Even if it’s uncertain that many immigration detention centers would necessarily see less human rights violations if they were federally run, one thing is for certain — it’s hard to get information on these facilities. According to TIME, in most states (aside from some notable exceptions), “private prisons are not covered by the same freedom of information and open records laws as are other government functions,” preventing critical information on detention centers’ living conditions from being scrutinized.
In addition to proposing a Private Prison Information Act to extend the reach of FOIA requests, lawmakers have called on ICE to update population data on detainees as regularly as the Bureau of Prisons does for regular inmates, so demographic statistics on detainees might be better publicized and facilities held more accountable by the public. Additionally, Denise Gilman at the UT School of Law argues, “Audits are often conducted of these private immigration prisons by other private companies in the same correctional industry, so that they are not objective and robust,” in being held to irregular standards.
Even in simply trying to counsel their clients, immigration attorneys too are hindered. A letter to ICE in 2015 detailed accounts of lawyers being prevented from speaking to the detainees they represent, calling for increased oversight in private detention centers.
As ICE arrests more and more undocumented immigrants in order to deport, their immediate solution is to continue contracting out to private-prison corporations. Yet, “Despite a 43 percent increase in immigration arrests since Trump’s inauguration, ICE actually deported fewer people in the 2017 fiscal year than in the previous year,” according to NPR. In Texas alone, there are over 100,000 immigration court cases waiting on the backlo
g.
Not only are there thousands of detainees across the U.S. waiting for their cases to be heard, but many have been simply lost in the bureaucratic nightmare ICE is further becoming (and, quite frankly, already was) with the expansion of the detention system.
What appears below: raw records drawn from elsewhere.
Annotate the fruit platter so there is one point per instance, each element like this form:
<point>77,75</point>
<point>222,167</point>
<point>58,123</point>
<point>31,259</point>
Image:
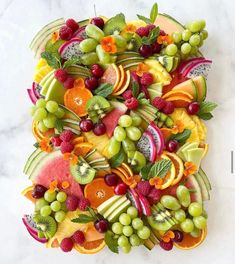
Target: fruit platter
<point>118,116</point>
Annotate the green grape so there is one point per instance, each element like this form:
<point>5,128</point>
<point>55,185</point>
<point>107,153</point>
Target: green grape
<point>59,113</point>
<point>195,209</point>
<point>60,216</point>
<point>55,206</point>
<point>132,212</point>
<point>117,228</point>
<point>133,133</point>
<point>135,240</point>
<point>119,133</point>
<point>49,121</point>
<point>137,223</point>
<point>186,34</point>
<point>125,121</point>
<point>125,219</point>
<point>187,226</point>
<point>144,232</point>
<point>41,103</point>
<point>42,127</point>
<point>61,197</point>
<point>185,48</point>
<point>88,45</point>
<point>50,196</point>
<point>94,32</point>
<point>103,56</point>
<point>171,50</point>
<point>40,114</point>
<point>123,241</point>
<point>52,106</point>
<point>40,203</point>
<point>170,202</point>
<point>183,194</point>
<point>45,210</point>
<point>127,231</point>
<point>180,215</point>
<point>177,37</point>
<point>200,222</point>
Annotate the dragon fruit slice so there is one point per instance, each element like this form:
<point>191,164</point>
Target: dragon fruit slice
<point>158,137</point>
<point>70,49</point>
<point>147,146</point>
<point>31,228</point>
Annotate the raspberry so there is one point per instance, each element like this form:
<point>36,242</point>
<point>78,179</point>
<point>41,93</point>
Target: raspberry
<point>144,187</point>
<point>159,103</point>
<point>132,103</point>
<point>66,147</point>
<point>66,135</point>
<point>127,94</point>
<point>71,23</point>
<point>66,244</point>
<point>83,204</point>
<point>65,33</point>
<point>147,79</point>
<point>154,196</point>
<point>56,141</point>
<point>61,75</point>
<point>78,237</point>
<point>169,108</point>
<point>68,84</point>
<point>72,203</point>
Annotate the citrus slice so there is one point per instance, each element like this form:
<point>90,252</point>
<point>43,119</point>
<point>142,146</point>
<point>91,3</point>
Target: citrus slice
<point>190,242</point>
<point>98,192</point>
<point>76,98</point>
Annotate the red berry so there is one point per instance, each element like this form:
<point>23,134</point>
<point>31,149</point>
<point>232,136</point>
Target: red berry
<point>72,203</point>
<point>91,83</point>
<point>146,79</point>
<point>65,33</point>
<point>97,71</point>
<point>68,84</point>
<point>61,75</point>
<point>86,125</point>
<point>169,108</point>
<point>66,135</point>
<point>193,108</point>
<point>78,237</point>
<point>98,21</point>
<point>121,189</point>
<point>132,103</point>
<point>172,145</point>
<point>159,103</point>
<point>71,23</point>
<point>99,129</point>
<point>66,244</point>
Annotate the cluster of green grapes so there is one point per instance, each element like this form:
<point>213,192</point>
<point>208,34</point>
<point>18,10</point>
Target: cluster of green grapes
<point>130,230</point>
<point>186,43</point>
<point>46,113</point>
<point>125,134</point>
<point>53,204</point>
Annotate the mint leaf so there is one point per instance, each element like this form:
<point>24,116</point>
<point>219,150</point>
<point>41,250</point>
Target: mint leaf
<point>111,242</point>
<point>154,13</point>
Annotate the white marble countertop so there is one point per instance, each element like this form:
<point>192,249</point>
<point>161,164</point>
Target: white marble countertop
<point>19,21</point>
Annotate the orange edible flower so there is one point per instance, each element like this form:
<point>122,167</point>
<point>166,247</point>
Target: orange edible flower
<point>189,168</point>
<point>108,45</point>
<point>156,182</point>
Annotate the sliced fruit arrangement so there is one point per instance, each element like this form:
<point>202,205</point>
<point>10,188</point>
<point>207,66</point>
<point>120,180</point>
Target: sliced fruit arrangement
<point>118,109</point>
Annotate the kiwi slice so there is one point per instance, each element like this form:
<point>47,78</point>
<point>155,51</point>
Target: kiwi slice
<point>82,172</point>
<point>115,25</point>
<point>46,225</point>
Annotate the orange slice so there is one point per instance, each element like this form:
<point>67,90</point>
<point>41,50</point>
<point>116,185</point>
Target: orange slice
<point>76,98</point>
<point>98,192</point>
<point>190,242</point>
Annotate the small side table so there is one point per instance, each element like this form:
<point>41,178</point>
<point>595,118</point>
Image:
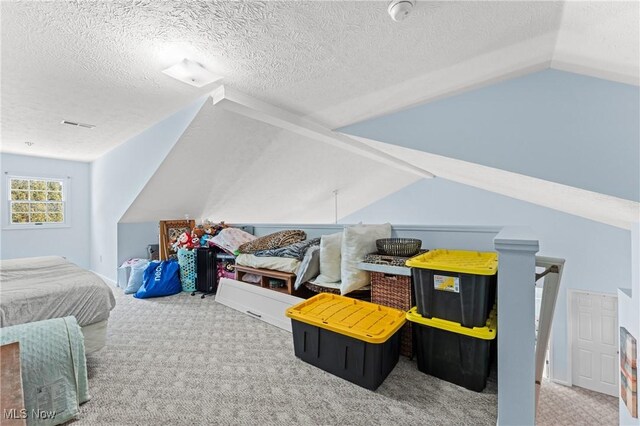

For instance, Oscar Arnulfo Ramírez waited seven months before finding out his case was already closed — yet, he was still detained in a facility in Laredo. The immense amount of cases without a court date have created a “sense of hopelessness among the women,” detained in the T. Don Hutto Residential Center, “with some considering a return into hiding in their home countries,” according to The Austin Chronicle.
It seems as if President Trump’s promise to deport more illegal immigrants is something quite different in reality, as arrests have increased drastically while deportations have not. As more arrests lead to the building of new detention centers contracted out to private-prison corporations, it’s worth calling attention to their lack of transparency and abundance of accusations. Trump’s crackdown on immigration has not resulted in quick and easy turnarounds, as deportation might be romanticized as, but instead has led to months of ceaseless waiting — in often dangerous and inhumane conditions.